Kata sang putri, "Kau bisa mendapatkan hatiku jika kau mau menunggu di depan pintu kamarku setiap hari selama setahun, tanpa sehari pun terlewat."

Prajurit itu menyanggupi. Setiap pagi, sebelum putri bangun, dia datang dan menunggu di depan pintu sampai putri kembali tertidur. Esoknya pun begitu.

Esoknya lagi..
Sampai sepekan..
Sebulan..
Dan..
Sampai tinggal satu hari lagi tersisa dan genaplah setahun sang prajurit menuruti kata-kata sang putri.

Malam, sebelum hari penentuan itu tiba, sang prajurit gelisah.

"Bagaimana jika putri lupa dengan janjinya?"
"Bagaimana jika ternyata selama ini putri hanya mempermainkanku saja?"
"Bagaimana jika.."

Dan berjuta "Bagaimana jika.." yang lainnya.

Akhirnya, di hari ke 364, sang prajurit tidak datang.

***

Ini cerita yang diceritakan oleh Yuri-sama dalam Dorama Gold.

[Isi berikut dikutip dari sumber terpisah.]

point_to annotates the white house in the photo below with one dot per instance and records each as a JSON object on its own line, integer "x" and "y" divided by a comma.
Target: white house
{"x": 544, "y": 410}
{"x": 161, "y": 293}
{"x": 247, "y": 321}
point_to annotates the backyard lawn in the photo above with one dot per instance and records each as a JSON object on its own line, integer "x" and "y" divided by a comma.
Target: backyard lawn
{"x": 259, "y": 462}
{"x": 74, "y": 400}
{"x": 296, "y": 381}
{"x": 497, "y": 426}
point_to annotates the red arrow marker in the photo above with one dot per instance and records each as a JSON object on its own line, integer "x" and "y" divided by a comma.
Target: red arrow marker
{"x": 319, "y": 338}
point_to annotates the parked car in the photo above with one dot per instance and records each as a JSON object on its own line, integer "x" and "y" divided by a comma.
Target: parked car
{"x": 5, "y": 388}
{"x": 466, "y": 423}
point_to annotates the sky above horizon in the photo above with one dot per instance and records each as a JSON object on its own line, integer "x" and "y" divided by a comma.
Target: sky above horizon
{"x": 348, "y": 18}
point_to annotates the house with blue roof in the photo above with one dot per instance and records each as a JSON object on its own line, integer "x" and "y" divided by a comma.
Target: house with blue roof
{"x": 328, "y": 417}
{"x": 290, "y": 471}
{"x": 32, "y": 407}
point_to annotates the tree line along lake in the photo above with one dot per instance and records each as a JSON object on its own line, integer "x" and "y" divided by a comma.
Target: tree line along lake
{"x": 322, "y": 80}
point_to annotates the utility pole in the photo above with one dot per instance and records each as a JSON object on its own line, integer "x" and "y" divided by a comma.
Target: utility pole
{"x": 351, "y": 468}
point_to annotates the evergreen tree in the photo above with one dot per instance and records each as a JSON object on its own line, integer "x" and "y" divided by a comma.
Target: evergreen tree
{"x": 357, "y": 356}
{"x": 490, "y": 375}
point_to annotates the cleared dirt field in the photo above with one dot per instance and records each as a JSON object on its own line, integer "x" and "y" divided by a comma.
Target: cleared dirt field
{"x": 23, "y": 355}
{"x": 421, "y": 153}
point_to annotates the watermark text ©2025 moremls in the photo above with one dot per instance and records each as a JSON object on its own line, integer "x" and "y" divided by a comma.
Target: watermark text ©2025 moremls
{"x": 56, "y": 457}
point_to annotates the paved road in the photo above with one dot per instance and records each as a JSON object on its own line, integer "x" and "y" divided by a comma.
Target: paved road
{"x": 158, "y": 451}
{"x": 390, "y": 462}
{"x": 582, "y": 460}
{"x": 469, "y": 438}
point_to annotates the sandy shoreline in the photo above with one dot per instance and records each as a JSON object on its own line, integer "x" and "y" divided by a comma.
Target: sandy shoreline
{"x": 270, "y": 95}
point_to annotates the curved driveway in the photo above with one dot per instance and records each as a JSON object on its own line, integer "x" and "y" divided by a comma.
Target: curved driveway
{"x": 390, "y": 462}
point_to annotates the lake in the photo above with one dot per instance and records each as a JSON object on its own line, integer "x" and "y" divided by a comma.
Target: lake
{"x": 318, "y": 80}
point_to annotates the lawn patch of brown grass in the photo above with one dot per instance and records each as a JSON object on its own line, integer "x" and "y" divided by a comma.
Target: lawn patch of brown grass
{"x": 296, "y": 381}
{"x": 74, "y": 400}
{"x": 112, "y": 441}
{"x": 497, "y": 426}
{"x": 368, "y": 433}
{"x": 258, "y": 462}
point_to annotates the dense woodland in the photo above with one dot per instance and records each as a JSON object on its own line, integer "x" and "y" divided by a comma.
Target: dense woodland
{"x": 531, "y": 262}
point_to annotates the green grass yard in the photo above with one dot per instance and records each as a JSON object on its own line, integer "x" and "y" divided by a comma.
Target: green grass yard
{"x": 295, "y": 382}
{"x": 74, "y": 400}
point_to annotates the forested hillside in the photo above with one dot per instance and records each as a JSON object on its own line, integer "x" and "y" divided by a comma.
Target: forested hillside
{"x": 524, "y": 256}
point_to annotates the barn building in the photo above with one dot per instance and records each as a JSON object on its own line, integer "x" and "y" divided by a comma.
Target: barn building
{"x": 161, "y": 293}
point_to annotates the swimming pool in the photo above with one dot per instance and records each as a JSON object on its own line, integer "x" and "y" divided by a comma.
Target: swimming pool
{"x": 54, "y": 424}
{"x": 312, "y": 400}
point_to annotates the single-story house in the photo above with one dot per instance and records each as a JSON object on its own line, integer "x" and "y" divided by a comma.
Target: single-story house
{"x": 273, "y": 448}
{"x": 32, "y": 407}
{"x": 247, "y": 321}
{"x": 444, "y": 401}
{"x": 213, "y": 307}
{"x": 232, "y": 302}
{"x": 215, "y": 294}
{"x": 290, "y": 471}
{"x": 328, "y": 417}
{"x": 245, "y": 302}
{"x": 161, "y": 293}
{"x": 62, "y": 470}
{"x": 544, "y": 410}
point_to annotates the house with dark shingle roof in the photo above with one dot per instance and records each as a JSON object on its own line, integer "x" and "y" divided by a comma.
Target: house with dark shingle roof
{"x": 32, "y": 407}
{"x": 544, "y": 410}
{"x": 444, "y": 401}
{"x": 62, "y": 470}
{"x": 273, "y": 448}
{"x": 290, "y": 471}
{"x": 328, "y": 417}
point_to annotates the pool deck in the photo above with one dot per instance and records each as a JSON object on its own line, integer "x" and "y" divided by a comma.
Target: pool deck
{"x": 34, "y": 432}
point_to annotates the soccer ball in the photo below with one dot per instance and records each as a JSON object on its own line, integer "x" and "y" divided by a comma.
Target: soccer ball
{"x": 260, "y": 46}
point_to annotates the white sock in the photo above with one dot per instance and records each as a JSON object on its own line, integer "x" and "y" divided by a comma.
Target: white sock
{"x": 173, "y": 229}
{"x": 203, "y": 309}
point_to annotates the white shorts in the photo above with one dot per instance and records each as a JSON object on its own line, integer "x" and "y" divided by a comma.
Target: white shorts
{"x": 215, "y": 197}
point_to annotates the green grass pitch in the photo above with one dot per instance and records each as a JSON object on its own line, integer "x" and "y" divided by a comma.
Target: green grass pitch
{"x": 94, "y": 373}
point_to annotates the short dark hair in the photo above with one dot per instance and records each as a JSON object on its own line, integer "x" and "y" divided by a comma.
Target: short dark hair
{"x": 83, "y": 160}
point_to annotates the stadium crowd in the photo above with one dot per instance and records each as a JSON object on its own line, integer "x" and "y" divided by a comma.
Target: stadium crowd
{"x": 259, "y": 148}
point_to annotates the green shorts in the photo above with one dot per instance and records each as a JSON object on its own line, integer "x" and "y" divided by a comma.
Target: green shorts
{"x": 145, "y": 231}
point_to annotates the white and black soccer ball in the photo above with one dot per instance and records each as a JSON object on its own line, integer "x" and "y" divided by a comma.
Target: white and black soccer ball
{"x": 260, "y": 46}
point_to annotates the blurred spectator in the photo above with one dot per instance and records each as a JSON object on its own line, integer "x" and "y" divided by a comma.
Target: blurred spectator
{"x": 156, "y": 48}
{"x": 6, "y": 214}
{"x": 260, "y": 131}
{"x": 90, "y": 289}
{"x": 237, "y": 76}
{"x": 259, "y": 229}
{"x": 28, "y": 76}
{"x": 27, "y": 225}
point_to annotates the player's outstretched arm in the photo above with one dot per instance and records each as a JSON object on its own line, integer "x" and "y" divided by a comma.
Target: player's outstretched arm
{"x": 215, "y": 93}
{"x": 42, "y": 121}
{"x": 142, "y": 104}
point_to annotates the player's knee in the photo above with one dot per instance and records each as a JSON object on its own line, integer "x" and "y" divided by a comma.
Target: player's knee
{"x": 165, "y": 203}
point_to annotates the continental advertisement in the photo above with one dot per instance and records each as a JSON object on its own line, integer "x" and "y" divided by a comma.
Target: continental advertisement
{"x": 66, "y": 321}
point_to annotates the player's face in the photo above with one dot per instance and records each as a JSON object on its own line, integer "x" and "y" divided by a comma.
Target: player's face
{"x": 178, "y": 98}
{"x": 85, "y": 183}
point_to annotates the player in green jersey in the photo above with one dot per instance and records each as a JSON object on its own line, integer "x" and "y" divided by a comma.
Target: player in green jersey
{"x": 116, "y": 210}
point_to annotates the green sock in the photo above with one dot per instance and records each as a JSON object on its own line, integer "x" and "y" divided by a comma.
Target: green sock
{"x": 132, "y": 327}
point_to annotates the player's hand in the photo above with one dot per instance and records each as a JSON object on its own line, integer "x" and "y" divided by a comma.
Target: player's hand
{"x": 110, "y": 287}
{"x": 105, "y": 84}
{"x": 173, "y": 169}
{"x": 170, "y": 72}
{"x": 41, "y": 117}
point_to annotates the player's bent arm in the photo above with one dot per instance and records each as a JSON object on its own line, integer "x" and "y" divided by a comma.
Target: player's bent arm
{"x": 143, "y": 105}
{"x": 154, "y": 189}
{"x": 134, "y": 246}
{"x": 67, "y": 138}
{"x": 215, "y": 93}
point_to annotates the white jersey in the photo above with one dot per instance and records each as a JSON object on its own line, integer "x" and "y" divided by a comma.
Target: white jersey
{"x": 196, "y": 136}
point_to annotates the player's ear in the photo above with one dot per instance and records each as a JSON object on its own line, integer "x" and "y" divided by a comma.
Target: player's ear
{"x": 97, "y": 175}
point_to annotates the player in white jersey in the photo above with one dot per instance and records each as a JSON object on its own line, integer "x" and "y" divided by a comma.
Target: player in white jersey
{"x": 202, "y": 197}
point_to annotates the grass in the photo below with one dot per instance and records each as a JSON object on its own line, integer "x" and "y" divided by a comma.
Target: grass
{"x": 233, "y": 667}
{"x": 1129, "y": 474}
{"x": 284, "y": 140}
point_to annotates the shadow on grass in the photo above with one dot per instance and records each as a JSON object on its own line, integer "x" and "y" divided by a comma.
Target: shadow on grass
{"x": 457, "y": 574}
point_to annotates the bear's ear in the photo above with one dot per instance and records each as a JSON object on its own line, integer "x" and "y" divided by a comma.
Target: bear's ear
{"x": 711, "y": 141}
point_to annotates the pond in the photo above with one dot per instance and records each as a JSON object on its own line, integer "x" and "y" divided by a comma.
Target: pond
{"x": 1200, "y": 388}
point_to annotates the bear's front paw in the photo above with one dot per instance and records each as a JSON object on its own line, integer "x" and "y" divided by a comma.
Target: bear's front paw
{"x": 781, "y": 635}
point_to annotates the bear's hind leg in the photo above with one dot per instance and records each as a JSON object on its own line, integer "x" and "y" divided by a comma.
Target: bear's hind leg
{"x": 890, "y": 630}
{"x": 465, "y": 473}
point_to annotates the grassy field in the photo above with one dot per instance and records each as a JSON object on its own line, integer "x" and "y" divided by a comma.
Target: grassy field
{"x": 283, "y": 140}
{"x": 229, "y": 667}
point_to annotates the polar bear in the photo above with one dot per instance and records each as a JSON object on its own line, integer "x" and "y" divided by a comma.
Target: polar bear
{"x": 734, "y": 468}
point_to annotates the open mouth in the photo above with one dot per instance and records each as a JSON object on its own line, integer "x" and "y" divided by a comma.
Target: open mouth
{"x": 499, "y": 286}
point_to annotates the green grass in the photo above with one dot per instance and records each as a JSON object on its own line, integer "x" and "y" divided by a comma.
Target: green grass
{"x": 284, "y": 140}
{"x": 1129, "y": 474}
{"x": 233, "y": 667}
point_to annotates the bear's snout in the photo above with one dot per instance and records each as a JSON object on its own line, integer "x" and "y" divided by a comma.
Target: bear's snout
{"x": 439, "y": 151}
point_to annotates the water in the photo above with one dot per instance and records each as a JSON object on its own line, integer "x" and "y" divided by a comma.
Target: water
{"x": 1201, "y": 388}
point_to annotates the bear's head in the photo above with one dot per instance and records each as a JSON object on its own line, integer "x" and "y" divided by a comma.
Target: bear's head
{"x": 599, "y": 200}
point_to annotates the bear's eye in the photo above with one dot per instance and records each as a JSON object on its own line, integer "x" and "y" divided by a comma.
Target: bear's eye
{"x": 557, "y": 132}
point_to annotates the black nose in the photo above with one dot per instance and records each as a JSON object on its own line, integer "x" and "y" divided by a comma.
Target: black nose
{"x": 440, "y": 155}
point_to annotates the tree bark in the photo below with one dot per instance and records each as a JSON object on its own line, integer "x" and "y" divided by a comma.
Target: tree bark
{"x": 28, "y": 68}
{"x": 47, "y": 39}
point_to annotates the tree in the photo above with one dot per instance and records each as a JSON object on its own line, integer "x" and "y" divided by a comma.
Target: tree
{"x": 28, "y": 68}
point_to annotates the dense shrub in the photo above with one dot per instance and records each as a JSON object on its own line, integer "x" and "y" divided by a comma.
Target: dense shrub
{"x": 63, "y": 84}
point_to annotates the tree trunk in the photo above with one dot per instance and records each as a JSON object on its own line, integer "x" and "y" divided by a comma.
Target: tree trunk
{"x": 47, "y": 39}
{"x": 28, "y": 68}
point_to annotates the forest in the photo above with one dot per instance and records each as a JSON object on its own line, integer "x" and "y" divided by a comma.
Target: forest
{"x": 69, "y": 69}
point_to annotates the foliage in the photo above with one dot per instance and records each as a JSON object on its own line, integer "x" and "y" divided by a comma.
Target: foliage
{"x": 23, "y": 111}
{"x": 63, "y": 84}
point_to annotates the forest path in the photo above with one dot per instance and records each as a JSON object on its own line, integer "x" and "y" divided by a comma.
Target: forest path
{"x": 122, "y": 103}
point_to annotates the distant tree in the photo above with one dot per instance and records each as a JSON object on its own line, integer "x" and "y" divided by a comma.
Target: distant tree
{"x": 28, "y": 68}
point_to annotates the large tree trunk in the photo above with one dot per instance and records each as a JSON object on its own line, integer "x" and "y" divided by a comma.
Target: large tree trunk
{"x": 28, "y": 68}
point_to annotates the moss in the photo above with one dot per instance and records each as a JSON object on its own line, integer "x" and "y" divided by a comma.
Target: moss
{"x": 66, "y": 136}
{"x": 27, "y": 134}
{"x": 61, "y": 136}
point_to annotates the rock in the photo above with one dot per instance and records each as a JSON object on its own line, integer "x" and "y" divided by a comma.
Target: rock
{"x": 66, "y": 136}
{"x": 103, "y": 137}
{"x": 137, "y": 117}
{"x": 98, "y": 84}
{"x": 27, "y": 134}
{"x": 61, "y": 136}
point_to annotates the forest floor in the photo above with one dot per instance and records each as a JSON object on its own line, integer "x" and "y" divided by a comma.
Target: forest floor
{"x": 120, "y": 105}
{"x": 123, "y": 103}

"Begitulah lelaki..." katanya, "Romantis, naif, tapi lemah di akhir.."

"Jika posisinya dibalik," lanjutnya lagi. "Misalnya yang jatuh cinta perempuan miskin kepada pangeran, dia akan berdiri setahun penuh tanpa ada satu hari pun terlewat."

Begitu. Perempuan punya kecenderungan untuk berkorban dan bersedia menunggu 'keajaiban' bahkan sampai waktu yang tak diketahui akhirnya. Ah... Tapi, apa benar boleh begitu?

Sama-sama lemah kan, baik laki-laki ataupun perempuan? Dalam kelemahan yang berbeda, justru seharusnya mereka mampu saling menguatkan.